In his latest opinion piece, CEO of Coastline Housing Allister Young talks about the real-world impact of recent government changes to welfare payments and funding. He puts forward how a different approach could improve people’s lives and reduce the financial burden on the country.
The government’s March budget isn’t ‘news’ any more. It happened more than a month ago, and the ‘news cycle’ moves on within a week. But there were a couple of announcements in the budget that were important for us and our customers that have long term impacts and are worth reflecting on, even if they’re not ‘news’ any more.

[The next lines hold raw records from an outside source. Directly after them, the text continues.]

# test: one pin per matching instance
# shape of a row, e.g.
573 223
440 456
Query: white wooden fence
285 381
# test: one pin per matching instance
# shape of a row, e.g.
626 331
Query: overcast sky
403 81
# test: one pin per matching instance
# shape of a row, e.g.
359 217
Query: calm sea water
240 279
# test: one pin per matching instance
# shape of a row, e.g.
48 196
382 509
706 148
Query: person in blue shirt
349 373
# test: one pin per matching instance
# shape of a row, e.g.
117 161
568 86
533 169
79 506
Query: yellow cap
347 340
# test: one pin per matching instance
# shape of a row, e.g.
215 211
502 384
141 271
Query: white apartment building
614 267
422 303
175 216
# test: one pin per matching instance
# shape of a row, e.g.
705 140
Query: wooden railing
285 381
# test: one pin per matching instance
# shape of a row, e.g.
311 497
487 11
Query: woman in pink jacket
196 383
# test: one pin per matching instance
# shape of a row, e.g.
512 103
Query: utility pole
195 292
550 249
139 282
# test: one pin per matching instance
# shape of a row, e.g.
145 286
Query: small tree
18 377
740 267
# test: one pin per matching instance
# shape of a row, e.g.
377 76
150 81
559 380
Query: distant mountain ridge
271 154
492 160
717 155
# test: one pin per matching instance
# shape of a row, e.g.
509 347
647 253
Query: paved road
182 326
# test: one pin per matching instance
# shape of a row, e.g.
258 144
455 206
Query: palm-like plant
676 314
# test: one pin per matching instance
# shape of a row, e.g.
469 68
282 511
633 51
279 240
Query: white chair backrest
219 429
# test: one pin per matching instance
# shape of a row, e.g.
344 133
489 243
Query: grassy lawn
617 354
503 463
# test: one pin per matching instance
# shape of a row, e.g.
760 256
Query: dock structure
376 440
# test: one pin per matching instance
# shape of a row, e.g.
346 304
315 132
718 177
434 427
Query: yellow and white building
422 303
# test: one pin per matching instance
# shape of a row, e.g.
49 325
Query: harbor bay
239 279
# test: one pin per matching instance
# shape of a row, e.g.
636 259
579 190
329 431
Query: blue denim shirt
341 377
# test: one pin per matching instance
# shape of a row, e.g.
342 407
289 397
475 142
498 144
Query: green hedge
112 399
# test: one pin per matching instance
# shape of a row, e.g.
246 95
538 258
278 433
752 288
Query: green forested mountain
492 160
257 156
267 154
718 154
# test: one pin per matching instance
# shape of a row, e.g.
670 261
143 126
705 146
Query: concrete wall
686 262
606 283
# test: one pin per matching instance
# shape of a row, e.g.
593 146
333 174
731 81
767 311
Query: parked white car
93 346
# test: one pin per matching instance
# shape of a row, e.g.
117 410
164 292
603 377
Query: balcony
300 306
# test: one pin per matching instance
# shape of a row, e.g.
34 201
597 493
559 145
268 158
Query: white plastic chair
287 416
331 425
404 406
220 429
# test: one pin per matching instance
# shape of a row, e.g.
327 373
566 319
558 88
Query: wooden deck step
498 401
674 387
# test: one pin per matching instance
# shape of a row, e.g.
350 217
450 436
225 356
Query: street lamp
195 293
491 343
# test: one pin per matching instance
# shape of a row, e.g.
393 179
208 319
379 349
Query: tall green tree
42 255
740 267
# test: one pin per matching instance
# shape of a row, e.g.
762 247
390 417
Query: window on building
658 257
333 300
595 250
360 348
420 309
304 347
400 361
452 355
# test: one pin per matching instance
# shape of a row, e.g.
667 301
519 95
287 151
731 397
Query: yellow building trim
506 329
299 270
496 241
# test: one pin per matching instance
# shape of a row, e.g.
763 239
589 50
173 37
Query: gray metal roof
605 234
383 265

First of all, on the positive side, the government announced an extra £2 billion of funding for building affordable homes. This sounds like a lot of money, and it was definitely very welcome. But (you probably knew there was a ‘but’ coming), £2 billion is pretty much the average annual funding we’ve seen from government for the delivery of new affordable homes. We know that so far that hasn’t been enough to provide the affordable homes this country needs, which means it’s unlikely to be enough to deliver the long term change we need to see as part of a long term plan to end the housing crisis. I’ll come back to that later in this update…

Secondly, much more questionably, the government announced significant changes to welfare payments, particularly around out of work and disability related support. Some parts of Universal Credit became more generous, but allowances for people who are unable to work became much less generous.
Overall the changes will reduce spending by £4.8 billion a year. It’s clear why the government felt they needed to make changes. Like other similar countries, the UK’s spending on out of work benefits (and particularly those that relate to ill-health) increased during the Covid-19 pandemic. Unlike other countries, the UK’s expenditure has remained higher than it was before (although we still spend less than most similar countries).

That £4.8 billion is a big number. So big that it’s difficult to grasp what it means in real terms for the people that are impacted. So to help, I’ll put it in a way that is more likely to be meaningful, by looking at how much it impacts people over the course of a year: a couple in work on Universal Credit can expect to be about £370 a year better off; a couple who don’t work, where one cares for the other, will be £12,700 a year worse off. Ouch.
I find the whole situation very frustrating. Changes as significant as these to something as important as welfare support need to be carefully thought through and come with a long term plan, and not be driven by a desire to find quick budget savings.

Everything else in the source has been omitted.